Another protestor from a follow-up:

 Columbus Dispatch: “We have children to feed, businesses to run, employees to pay, and Ohio must end this shutdown now. Those with high-risk categories and compromised immune systems can shelter safely at home while the rest of us can exercise our constitutional liberties to work and take care of our businesses and children.

“Patriots who love and respect our liberties and the Constitution are sick and tired of the fear-mongering while the governor and (state Health Director) Dr. (Amy) Acton continue to hide the numbers from the public.”

As Tyler put it yesterday, “America is a democracy, and the median voter will not die of coronavirus.” Solve for the equilibrium.

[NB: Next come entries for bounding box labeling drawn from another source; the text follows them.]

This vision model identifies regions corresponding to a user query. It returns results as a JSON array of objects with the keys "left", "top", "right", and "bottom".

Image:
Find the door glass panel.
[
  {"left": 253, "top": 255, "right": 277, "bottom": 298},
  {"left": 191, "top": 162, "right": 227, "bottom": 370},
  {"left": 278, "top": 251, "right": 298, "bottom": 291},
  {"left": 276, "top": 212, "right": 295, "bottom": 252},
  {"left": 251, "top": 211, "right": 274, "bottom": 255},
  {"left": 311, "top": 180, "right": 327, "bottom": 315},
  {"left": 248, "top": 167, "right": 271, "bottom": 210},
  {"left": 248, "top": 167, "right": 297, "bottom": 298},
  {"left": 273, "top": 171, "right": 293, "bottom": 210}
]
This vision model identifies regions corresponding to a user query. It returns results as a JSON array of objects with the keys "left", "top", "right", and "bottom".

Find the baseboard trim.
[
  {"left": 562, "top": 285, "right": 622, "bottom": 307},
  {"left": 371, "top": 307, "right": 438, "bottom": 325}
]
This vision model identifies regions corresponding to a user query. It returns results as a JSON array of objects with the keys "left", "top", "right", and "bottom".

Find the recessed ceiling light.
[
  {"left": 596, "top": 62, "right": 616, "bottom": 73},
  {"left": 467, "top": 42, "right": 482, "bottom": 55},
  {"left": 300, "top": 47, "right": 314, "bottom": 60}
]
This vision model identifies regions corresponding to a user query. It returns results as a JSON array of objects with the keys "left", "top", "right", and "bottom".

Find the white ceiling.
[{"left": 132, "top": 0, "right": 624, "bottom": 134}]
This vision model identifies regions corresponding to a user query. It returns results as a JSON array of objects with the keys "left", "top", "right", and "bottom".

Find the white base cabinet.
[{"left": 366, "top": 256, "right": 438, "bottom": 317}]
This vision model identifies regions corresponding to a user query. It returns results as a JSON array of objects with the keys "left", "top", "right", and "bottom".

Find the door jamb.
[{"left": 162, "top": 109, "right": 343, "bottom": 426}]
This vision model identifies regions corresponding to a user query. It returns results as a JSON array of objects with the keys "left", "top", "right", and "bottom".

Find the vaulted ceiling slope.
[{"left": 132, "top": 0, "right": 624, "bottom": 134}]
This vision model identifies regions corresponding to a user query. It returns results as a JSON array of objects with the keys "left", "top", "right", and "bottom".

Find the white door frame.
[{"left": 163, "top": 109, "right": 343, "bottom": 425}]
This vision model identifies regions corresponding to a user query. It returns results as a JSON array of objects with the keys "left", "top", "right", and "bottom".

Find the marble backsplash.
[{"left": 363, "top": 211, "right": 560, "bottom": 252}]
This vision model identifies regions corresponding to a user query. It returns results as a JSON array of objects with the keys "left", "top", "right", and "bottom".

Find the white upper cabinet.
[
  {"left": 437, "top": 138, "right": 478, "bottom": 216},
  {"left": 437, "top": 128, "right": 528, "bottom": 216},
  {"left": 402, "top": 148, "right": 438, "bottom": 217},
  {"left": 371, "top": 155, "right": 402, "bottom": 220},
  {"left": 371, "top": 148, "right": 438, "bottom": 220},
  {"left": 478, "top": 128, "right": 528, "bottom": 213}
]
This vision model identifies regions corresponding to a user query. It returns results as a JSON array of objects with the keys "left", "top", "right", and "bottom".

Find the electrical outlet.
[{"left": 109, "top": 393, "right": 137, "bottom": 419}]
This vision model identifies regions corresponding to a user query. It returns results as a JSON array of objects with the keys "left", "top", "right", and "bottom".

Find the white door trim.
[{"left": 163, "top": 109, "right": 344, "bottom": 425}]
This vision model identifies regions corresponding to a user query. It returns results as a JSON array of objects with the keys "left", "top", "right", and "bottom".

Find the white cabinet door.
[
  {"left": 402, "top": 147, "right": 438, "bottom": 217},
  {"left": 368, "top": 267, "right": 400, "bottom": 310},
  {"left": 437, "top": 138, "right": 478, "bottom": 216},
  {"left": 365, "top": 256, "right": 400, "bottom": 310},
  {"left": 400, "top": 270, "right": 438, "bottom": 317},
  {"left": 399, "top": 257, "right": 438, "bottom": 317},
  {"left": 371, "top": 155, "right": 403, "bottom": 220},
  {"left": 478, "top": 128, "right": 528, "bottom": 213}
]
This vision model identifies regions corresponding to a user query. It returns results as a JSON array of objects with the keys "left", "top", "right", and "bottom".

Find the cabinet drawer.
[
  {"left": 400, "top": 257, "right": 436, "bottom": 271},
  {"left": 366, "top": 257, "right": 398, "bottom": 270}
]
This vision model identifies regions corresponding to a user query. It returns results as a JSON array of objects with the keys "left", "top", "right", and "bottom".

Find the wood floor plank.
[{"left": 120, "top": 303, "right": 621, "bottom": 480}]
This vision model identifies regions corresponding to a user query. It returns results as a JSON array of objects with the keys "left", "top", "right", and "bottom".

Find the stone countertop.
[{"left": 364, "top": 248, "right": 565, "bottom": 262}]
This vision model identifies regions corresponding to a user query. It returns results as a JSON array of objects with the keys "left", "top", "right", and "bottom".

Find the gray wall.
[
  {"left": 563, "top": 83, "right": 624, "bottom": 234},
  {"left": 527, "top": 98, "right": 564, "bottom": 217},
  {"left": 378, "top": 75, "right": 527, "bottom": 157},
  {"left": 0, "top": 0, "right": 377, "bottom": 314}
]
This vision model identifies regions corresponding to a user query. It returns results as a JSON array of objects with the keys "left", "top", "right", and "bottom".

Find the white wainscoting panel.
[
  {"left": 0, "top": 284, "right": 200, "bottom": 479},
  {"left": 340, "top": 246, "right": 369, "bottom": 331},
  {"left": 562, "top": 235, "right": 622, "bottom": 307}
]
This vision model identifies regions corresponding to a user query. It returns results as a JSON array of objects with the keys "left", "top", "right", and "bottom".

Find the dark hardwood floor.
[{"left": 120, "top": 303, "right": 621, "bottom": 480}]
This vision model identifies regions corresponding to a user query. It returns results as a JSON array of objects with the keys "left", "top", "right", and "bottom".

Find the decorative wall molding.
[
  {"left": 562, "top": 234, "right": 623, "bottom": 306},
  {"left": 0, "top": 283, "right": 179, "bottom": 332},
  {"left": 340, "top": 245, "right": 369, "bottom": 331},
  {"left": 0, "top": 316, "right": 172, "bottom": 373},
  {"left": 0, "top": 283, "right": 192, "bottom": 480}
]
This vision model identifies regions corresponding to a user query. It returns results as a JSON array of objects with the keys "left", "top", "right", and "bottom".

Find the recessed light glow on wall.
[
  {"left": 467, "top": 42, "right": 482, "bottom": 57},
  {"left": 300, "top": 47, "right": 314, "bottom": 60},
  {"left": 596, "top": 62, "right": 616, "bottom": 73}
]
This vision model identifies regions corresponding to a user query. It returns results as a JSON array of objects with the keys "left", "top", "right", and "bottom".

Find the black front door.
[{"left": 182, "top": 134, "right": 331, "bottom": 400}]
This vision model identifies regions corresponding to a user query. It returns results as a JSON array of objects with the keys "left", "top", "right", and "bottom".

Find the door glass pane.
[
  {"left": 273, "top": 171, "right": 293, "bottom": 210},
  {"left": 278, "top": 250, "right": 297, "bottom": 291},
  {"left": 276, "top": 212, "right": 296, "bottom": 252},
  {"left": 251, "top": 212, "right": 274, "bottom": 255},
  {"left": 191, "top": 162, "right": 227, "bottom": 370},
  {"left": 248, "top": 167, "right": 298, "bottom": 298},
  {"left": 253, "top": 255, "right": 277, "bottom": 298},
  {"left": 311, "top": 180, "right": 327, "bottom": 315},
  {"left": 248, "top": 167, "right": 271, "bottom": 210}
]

Addendum: In an excellent historical piece, Jesse Walker at Reason notes that cholera riots were common in Europe in the 19th century. Respect also played a role:

The more high-handed the ruling classes were, the more likely they were to be targeted by rumors and revolt. The riots persisted longest, Cohn writes, “where elites continued to belittle the supposed ‘superstitions’ of villagers, minorities, and the poor, violated their burial customs and religious beliefs, and imposed stringent anti-cholera regulations even after most of them had been proven to be ineffectual. Moreover, ruling elites in these places addressed popular resistance with military force and brutal repression.